Note: this is a little introduction on the possibilities of IaC for disaster recovery. hopefully, we'll explore this in another post in the future.

Application Infrastructure Complexity

We've seen how we can quickly deploy and configure servers and network appliances. However, you need to be careful and not try to automate everything immediately after an attack as it may take too much time and make the company lose money by not getting back to business quickly enough.

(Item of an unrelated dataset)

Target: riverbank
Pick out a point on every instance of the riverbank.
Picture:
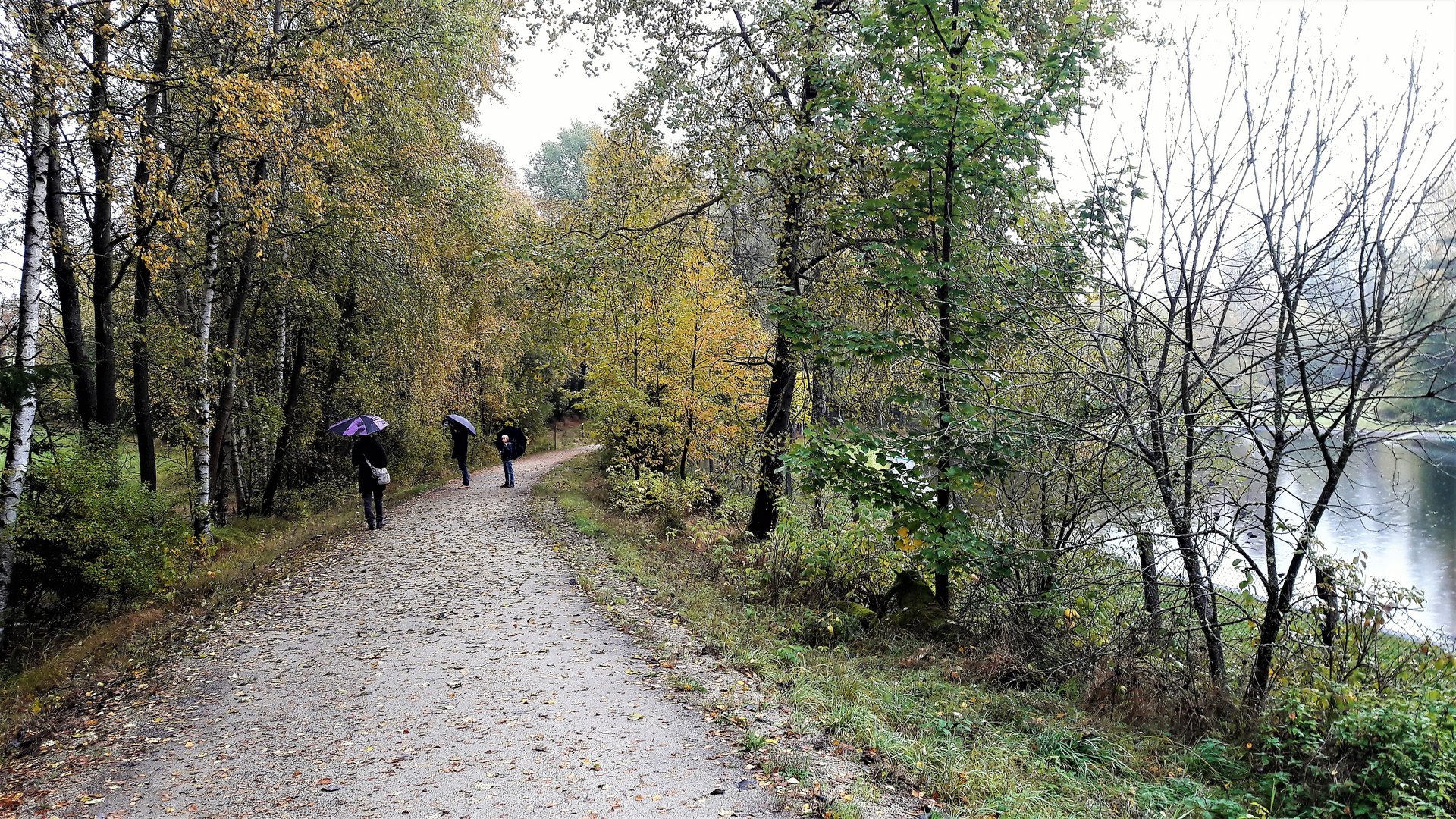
(909, 707)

To better showcase the complexity an application can have, here is a diagram showing how a website could be implemented (infrastructure wise) in a company:

website-infrastructure

Complexity in the IT architecture for a website

Conclusion

While we can somewhat quickly redeploy some services (and especially the infrastructure supporting them), we cannot easily be able to have all our services running as they did before the attack. This endeavor will take time a lot of time which means the decision makers at your company have to prioritize the most essential services to rebuild first.